History of PHSN’s Theatre Department
Pickerington High School North’s Theatre Department is a nearly-one-hundred year old tradition, having come a long way since its debut. Today it sets the standard for quality student production and is an ever-growing asset to the community. From its humble beginnings, it has grown and has garnered attention from the public and widespread acclaim as a superior performing arts program.
There has been a theatre department in the area since 1927 when the school went by the name of Violet Township High and was held in a six-room building on East Street, now part of Heritage Elementary. Over time, as Pickerington’s population changed, so did the name of its schools, and in 1939 VTHS became Pickerington High School.
Then in 1968, a larger building on Hill Road, which now houses Ridgeview Junior High, was completed to accommodate increasing enrollment. It was 1979 when Margaret Lawson, who would later leave a 32-year legacy of directing in Pickerington, came to a virtually nonexistent theatre department and staged the building’s first fall play: Taming of the Shrew, put on in the gymnasium during students’ lunch periods with a $0.50 entrance fee. The next fall, a production of Curtain Going Up was the first play on the main stage, followed by the first musical, Oklahoma, in the spring of 1981.
Pickerington High School’s Theatre Department called 130 Hill Road South home for 23 years, then in 1991 PHS moved to 300 Opportunity Way, a building which remains home to one of Pickerington’s two fine high school theatre programs. The continually growing population in Pickerington called for more schools in 2003, splitting the district into Central and North. Lawson went to North and director Shannon Cook took over Central. That year, North presented Noises Off and Little Shop of Horrors while Central staged Cover of Life and The Sound of Music.

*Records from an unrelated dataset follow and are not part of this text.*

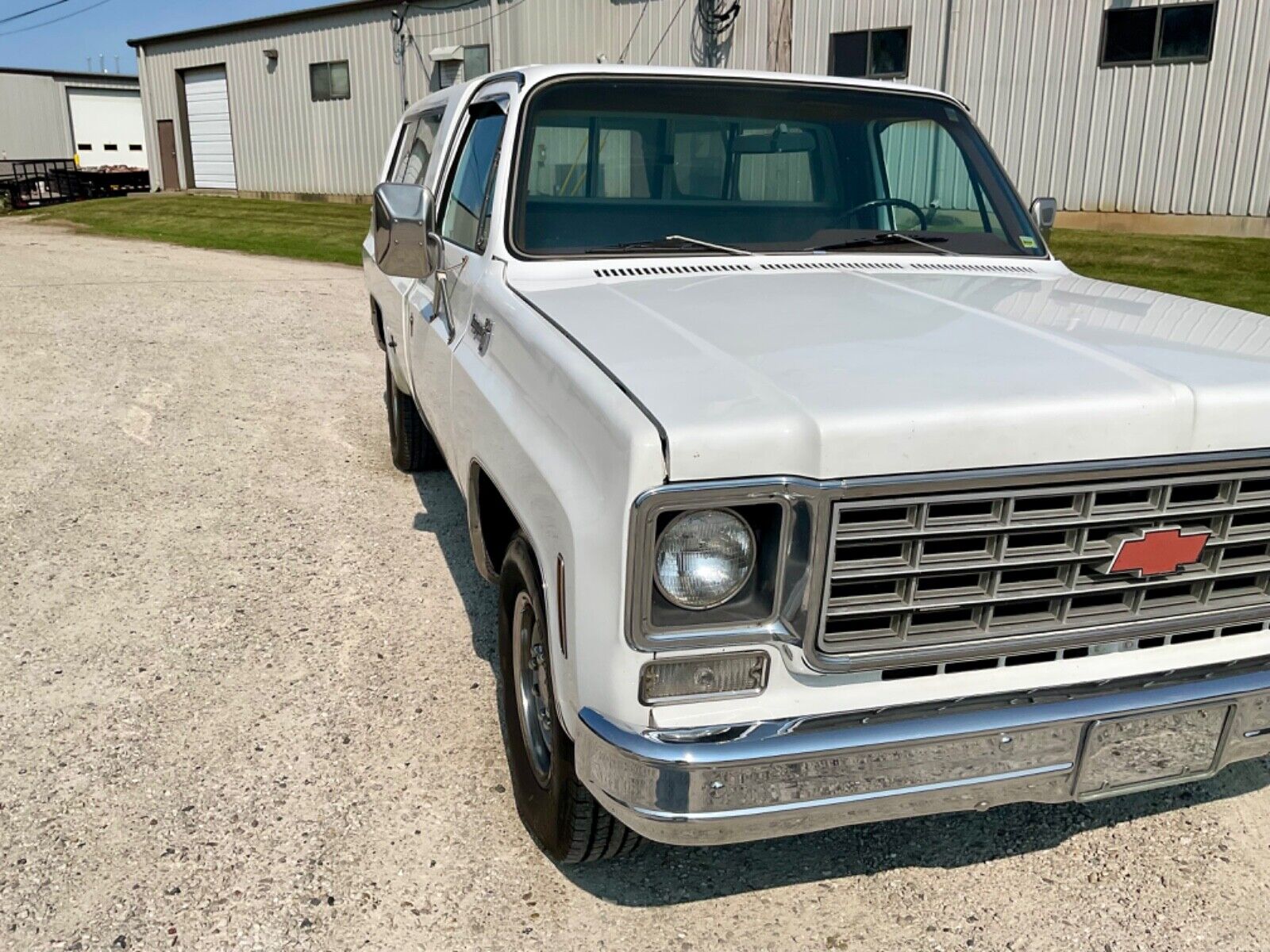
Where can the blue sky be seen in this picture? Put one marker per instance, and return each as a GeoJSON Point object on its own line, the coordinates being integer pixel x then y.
{"type": "Point", "coordinates": [106, 27]}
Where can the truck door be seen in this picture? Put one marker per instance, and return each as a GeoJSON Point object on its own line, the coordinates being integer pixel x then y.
{"type": "Point", "coordinates": [440, 309]}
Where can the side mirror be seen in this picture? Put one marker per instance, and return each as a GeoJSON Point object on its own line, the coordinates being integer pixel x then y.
{"type": "Point", "coordinates": [1045, 211]}
{"type": "Point", "coordinates": [403, 220]}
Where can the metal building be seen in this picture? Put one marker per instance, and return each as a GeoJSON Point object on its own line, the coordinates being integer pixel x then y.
{"type": "Point", "coordinates": [54, 114]}
{"type": "Point", "coordinates": [1153, 108]}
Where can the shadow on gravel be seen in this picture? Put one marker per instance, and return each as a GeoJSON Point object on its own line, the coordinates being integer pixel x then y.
{"type": "Point", "coordinates": [446, 517]}
{"type": "Point", "coordinates": [658, 875]}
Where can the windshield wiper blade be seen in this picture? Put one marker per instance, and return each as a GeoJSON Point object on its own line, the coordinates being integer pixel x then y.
{"type": "Point", "coordinates": [670, 241]}
{"type": "Point", "coordinates": [884, 238]}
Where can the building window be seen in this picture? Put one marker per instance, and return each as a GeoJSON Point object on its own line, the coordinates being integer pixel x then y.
{"type": "Point", "coordinates": [329, 80]}
{"type": "Point", "coordinates": [876, 54]}
{"type": "Point", "coordinates": [475, 61]}
{"type": "Point", "coordinates": [1159, 35]}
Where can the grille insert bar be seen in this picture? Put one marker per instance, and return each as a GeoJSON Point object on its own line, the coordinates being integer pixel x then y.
{"type": "Point", "coordinates": [937, 570]}
{"type": "Point", "coordinates": [982, 664]}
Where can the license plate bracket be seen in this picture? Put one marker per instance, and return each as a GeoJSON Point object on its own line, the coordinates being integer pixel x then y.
{"type": "Point", "coordinates": [1141, 752]}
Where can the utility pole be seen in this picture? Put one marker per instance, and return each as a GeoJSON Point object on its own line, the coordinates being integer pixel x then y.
{"type": "Point", "coordinates": [780, 36]}
{"type": "Point", "coordinates": [399, 44]}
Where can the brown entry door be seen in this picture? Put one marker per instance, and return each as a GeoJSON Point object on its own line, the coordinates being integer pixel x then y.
{"type": "Point", "coordinates": [168, 156]}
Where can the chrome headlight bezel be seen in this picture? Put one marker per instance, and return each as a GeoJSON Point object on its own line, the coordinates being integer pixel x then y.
{"type": "Point", "coordinates": [772, 606]}
{"type": "Point", "coordinates": [734, 587]}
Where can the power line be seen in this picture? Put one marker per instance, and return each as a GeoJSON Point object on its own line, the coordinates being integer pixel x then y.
{"type": "Point", "coordinates": [33, 10]}
{"type": "Point", "coordinates": [469, 25]}
{"type": "Point", "coordinates": [622, 56]}
{"type": "Point", "coordinates": [56, 19]}
{"type": "Point", "coordinates": [667, 31]}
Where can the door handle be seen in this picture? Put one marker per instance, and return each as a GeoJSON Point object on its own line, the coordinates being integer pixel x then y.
{"type": "Point", "coordinates": [482, 333]}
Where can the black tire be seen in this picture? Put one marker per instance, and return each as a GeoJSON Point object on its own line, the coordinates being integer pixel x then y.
{"type": "Point", "coordinates": [563, 818]}
{"type": "Point", "coordinates": [413, 447]}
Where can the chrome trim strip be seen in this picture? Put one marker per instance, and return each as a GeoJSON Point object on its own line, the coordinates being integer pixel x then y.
{"type": "Point", "coordinates": [743, 782]}
{"type": "Point", "coordinates": [603, 368]}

The performing arts program at North was built with the combined efforts of Scott Skiles and Margaret Lawson. Skiles started stage production as a senior at Pickerington High School in 1985 and worked across the country until he returned to his roots in Pickerington. His professionalism and his detail-oriented work raise the bar high, a big part of the reason PHSN theatre is consistently excellent.
Lawson lent her talents to the school for 9 years until her retirement in the summer of 2011. She introduced a new director, Allen DeCarlo, who directed Barefoot in the Park that fall followed by Legally Blonde in the spring of 2012. DeCarlo has since established a new era in Pickerington theatre, providing a fresh take on a traditional program. Pickerington High School North’s Theatre Department is educated in its field and continually moving forward, becoming more locally and widely respected with each new production.